It was only a matter of time before a film was made about Phil Spector. His life has been bonkers enough to at least warrant a made-for-TV movie. It turns out, this might just end up being the case. Earlier this week, the New York Times reported that David Mamet has been tapped to write the film for HBO Films. More important, Al Pacino is supposedly taking on the role of Spector himself.
Spector's pre-murder trial career was absolutely massive, but something tells us the film is likely to concentrate more on the, ahem, crazier aspects of Spector's life, namely the murder of Lana Clarkson. We can't help but hope a few of the producer's wackier hijinks make it into the film, even if they come in the form of a cheesy flashback.
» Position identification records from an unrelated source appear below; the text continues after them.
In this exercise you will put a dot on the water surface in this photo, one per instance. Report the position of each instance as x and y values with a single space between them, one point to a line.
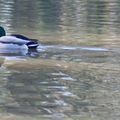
74 74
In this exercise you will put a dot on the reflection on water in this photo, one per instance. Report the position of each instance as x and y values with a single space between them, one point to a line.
74 74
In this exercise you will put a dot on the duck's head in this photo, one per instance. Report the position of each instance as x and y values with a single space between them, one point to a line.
2 31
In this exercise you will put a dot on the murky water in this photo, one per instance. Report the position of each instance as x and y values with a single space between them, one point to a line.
75 72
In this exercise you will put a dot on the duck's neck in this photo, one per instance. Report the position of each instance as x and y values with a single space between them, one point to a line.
2 32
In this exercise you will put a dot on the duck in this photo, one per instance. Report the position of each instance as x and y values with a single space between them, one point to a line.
17 40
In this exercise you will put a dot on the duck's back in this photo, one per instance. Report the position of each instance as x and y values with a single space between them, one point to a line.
12 39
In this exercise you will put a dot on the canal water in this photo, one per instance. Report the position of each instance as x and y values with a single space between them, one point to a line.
75 72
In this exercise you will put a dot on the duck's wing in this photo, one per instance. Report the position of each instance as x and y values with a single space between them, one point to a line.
23 37
12 39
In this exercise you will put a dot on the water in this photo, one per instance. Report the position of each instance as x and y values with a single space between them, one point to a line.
74 74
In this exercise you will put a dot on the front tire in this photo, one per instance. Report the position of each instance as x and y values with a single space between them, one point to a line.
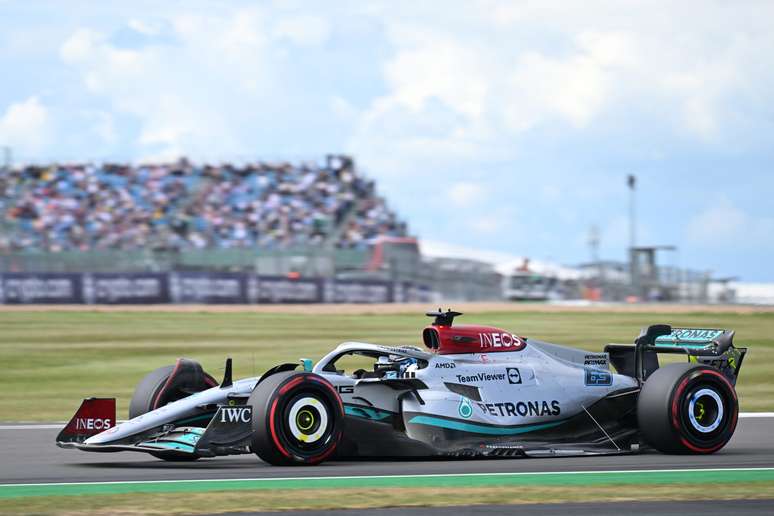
297 419
687 408
165 385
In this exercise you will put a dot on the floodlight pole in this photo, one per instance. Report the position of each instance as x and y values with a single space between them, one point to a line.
631 181
6 157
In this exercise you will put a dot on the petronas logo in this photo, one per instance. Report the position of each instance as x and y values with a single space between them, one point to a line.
465 409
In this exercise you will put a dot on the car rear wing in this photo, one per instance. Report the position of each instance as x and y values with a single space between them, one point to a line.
712 347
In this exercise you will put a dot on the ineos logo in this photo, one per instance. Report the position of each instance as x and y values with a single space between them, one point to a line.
236 415
93 423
Click through to see which aspects (and rumored aspects) of Spector's life and career that should be in the film, regardless of its concentration.
Insisting his former wife, Veronica "Ronnie" Spector, carry a life-sized inflatable dummy
Truth or fiction, it doesn't matter, because if there is one story on this list that epitomizes crazy, it's the rumor that Phil Spector insisted Veronica place a life-sized dummy of him in the passenger seat of her car. We haven't a clue if this is true or if it ever actually happened, but it characterizes Spector as the exact kind of crazy he was: Megalomaniac.
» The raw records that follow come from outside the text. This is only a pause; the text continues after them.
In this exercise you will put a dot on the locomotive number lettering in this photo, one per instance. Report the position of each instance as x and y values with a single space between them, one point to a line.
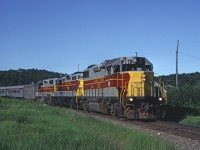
126 61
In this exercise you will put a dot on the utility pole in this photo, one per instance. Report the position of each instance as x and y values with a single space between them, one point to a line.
78 67
177 64
19 75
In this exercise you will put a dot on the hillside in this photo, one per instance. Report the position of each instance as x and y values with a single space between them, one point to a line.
190 79
11 77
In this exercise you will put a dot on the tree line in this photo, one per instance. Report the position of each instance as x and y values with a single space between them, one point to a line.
185 99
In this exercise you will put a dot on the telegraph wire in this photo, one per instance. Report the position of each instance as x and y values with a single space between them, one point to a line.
189 55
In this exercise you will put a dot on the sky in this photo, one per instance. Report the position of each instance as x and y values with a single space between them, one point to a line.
61 35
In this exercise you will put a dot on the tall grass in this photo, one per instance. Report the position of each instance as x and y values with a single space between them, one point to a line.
191 120
30 125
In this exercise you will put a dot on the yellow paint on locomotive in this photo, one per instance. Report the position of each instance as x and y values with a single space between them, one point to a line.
80 90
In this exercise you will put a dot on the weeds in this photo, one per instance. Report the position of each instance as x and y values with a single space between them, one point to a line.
29 125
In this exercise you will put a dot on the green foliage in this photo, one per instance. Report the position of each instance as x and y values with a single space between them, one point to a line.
184 100
11 77
191 120
30 125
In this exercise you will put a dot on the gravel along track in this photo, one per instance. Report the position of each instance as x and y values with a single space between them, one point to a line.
182 136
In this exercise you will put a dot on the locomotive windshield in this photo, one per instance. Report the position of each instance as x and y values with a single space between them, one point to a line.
136 64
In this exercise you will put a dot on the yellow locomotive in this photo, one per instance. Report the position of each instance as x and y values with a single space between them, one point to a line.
122 86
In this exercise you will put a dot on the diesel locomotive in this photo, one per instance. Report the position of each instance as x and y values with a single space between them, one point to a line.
123 87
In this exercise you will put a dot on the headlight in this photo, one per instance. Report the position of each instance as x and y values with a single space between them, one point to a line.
144 77
130 99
Taking credit for Scorsese's career
Speaking of megalomania, few people are aware that Phil Spector (combined, perhaps, with John Lennon) is entirely responsible for Martin Scorsese's career. You see, Scorsese's film Mean Streets featured one of Spector's most iconic productions, "Be My Baby," but Scorsese never actually asked Spector if he could use it. According to Phil himself, John Lennon talked him out of suing the pants of off Scorsese, which according to Spector, means he's entirely responsible for Scorsese's career (and De Niro's, too, really). It's unclear, however, whether Spector believes he is directly responsible for other iconic American moments such as the landing on the moon or the signing of the Declaration of Independence.
His hatred of Tony Bennett
One thing we like about watching movies about crazy people is the subtle way filmmakers imply crazy without outright demonstrating it. Spector's story lends itself well to both, especially when you consider his complete and total hatred for (and obsession with) Tony Bennett. All they really need to do is put in lots of random, non-sequitur jabs at Bennett throughout the film.
Pulling a gun on the Ramones
To be honest, there are rumors that Phil Spector pulled a gun on just about every artist he worked with, so the Ramones story can be switched out with pretty much anyone. As far as we can tell, there has never been irrefutable evidence that Spector ever threatened a band with violence if they didn't perform, but clearly there is enough of a chance it's true.
The murder and the two trials, with all the wigs
Most people remember the crazy version of Phil Spector, the one who wore some wacky wigs to his court dates at which he was being accused of murder. Call us crazy, but it seems like when your sanity is on the line, it might be best to present yourself a little better. Then again, nobody out there isn't calling Spector crazy, so it doesn't really matter. If we're lucky, we'll be treated to some scenes of Pacino decked out in droopy wig, crazy Afro wig and creepy-weird wig, at the very least.